Montage
1. Zoek bij de cassette in de videorecorder het punt dat ongeveer 3 seconden
vóór de scène is die tussengevoegd moet worden. Zet de videorecorder bij
dat punt in de weergavepauzestand.
2. Druk op de camcorder op de PLAY toets en zoek het opnamestartpunt op.
Zet de camcorder bij dat punt in de weergavepauzestand.
• U kunt de weergavetoetsen op de camcorder of de speciale weergavefuncties op de
draadloze afstandsbediening gebruiken, net zoals bij gewone weergave.
3. Druk op de AV INSERT toets.
• In het display verschijnt AV INSERT en 2a.
4. Begin met de weergave van de cassette in de videorecorder.
5. Om te beginnen met tussenvoegen, drukt u op de PAUSE toets van de
camcorder.
• 2a verandert in 2.
6. Om met tussenvoegen te stoppen, drukt u op de STOP toets van de
camcorder.
• Het tussenvoegen stopt en de aanduiding AV INSERT verdwijnt uit het display.

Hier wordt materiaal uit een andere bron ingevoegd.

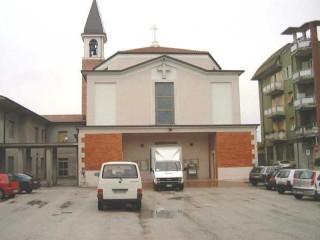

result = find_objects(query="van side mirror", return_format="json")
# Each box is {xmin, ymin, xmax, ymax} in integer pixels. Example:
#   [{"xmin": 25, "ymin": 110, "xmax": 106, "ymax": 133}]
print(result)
[{"xmin": 94, "ymin": 172, "xmax": 99, "ymax": 177}]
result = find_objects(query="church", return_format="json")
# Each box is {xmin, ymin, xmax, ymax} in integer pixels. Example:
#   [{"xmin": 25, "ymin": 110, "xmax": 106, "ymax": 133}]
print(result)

De
camcorder komt in de stopstand te staan.
• Als u i.p.v. op de STOP toets nu op de PAUSE toets drukt, dan wordt de AV
tussenvoeg-pauzefunctie ingeschakeld.
• Als u het nulstelgeheugen instelt op het punt op de band waar u wilt stoppen met
tussenvoegen, zal telkens wanneer u bij dat punt komt, de camcorder de AV
invoegfunctie uitschakelen en in de stopstand komen te staan.
7. Stop de weergave op de videorecorder.